# Exploring How a Decoder Works

This notebook explores the text generation capabilities of early decoder-only Transformer models, such as GPT-2.

## Hugging Face Pipelines

### GPT-2: Hugging Face Pipelines

Hugging Face facilitates inference for common NLP tasks with its Pipelines. This includes text generation with popular open-source models, such as GPT-2.

In [None]:
from transformers import pipeline

text = 'An example of a prime number is'
generator = pipeline('text-generation', 'gpt2')

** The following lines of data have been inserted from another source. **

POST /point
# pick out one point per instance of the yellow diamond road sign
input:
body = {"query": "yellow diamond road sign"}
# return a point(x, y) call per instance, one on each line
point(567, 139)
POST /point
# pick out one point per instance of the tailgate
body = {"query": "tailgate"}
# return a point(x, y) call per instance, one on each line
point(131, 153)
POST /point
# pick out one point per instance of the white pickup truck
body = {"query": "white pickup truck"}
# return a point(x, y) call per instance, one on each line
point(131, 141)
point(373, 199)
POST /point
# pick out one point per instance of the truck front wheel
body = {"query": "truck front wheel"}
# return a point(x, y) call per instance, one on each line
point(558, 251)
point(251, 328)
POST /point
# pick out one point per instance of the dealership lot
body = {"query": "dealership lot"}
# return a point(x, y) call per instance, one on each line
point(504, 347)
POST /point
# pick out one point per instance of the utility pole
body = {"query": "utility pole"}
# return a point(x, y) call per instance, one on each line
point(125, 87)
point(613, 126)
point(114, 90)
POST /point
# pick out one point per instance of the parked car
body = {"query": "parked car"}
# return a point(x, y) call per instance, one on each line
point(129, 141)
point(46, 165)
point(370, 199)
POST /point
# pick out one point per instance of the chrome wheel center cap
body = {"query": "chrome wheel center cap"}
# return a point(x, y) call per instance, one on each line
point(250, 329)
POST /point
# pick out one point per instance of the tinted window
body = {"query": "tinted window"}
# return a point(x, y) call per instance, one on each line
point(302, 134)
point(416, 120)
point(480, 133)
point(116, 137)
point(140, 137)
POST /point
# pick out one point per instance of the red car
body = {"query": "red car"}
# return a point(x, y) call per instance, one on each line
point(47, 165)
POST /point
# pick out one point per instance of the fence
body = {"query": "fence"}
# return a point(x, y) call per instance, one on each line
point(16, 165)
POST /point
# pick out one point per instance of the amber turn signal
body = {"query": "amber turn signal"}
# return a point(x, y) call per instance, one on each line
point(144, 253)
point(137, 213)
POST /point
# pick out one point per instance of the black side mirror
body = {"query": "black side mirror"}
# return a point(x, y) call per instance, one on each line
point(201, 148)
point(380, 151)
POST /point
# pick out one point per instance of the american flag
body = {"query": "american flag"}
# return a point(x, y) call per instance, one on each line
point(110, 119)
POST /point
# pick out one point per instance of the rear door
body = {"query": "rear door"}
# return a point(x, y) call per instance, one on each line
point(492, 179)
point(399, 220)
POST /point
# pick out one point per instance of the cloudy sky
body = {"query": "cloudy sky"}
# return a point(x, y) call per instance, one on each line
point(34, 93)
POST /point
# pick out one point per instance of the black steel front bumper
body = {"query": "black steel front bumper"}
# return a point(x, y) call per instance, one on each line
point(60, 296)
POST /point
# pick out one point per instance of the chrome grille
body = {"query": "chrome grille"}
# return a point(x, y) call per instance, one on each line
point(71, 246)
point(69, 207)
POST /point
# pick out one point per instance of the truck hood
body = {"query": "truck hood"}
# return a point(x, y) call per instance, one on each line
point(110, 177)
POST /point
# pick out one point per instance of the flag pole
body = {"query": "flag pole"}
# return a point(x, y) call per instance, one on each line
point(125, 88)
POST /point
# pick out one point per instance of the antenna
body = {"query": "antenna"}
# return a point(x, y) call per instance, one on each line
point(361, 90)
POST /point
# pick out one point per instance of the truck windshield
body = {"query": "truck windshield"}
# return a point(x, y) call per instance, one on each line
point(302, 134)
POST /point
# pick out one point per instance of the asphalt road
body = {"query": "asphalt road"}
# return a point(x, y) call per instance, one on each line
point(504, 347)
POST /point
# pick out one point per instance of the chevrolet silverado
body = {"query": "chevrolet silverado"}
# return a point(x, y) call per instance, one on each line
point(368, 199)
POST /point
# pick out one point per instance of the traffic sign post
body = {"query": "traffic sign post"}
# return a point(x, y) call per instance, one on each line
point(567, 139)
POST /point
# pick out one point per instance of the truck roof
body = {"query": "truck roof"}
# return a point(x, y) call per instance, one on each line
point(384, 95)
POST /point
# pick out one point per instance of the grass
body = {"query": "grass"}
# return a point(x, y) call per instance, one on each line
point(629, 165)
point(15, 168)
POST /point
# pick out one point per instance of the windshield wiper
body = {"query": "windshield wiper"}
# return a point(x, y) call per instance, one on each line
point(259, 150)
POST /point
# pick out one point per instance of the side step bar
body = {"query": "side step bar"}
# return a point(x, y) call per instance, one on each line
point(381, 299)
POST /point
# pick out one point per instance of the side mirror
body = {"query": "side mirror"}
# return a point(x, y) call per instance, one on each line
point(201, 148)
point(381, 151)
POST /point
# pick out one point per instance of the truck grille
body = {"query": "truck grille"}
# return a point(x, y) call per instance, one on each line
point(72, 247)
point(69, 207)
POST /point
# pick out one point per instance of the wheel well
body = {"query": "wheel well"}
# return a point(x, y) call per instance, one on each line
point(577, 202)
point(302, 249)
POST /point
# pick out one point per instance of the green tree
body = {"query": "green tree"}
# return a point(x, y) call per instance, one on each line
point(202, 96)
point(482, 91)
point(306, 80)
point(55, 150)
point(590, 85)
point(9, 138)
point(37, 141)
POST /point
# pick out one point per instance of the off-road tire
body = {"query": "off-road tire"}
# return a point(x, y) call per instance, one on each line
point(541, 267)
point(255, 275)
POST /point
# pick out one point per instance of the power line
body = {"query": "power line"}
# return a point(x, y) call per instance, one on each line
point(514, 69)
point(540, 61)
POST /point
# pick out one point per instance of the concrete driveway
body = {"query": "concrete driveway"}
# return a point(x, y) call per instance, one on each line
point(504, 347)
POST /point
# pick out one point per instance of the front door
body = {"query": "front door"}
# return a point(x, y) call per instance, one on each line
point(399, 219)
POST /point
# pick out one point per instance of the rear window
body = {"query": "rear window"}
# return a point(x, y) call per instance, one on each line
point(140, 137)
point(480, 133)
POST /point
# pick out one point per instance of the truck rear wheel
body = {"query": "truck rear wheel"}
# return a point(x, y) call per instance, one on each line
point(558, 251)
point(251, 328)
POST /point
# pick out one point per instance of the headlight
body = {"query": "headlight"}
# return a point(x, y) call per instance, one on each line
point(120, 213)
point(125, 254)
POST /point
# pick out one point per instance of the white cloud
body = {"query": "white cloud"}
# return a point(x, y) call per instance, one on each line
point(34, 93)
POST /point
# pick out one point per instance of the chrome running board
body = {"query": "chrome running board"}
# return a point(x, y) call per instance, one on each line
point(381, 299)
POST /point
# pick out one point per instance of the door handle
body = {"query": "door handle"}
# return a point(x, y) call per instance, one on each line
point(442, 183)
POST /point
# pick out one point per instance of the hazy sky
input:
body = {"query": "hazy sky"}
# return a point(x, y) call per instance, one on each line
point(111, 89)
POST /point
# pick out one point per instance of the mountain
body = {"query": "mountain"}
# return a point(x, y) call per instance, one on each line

response = generator(text)
response[0]['generated_text']

### GPT-2: Random Responses

Decoder-based models usually have a random component in their responses. As a result, the same input can produce multiple different responses.

In [None]:
responses = generator(text, num_return_sequences=10)
responses = [response['generated_text'][0:50] for response in responses]
responses

### GPT-2: Greedy Generation

Apart from setting seeds, another way to make the prediction deterministic is to generate tokens greedily and remove the random component. This method selects the most probable token at each step instead of sampling from a distribution.

In [None]:
response = generator(text, do_sample=False)
response[0]['generated_text']

### GPT-2: Limit Length 

Decoder-based models can keep generating tokens (and hallucinating). A very simple way to address this is by limiting the number of tokens generated.

In [None]:
response = generator(text, do_sample=False, max_new_tokens=5)
response[0]['generated_text']

## Hugging Face AutoTokenizer and AutoModelForCausalLM

### GPT-2: Pipelines Under the Hood

But Hugging Face Pipelines are just an easy way to make predictions. Under the hood, they use a tokenizer and weights from a trained decoder-based model.

In [None]:
from transformers import AutoTokenizer, AutoModelForCausalLM

tokenizer = AutoTokenizer.from_pretrained('gpt2')
model = AutoModelForCausalLM.from_pretrained('gpt2')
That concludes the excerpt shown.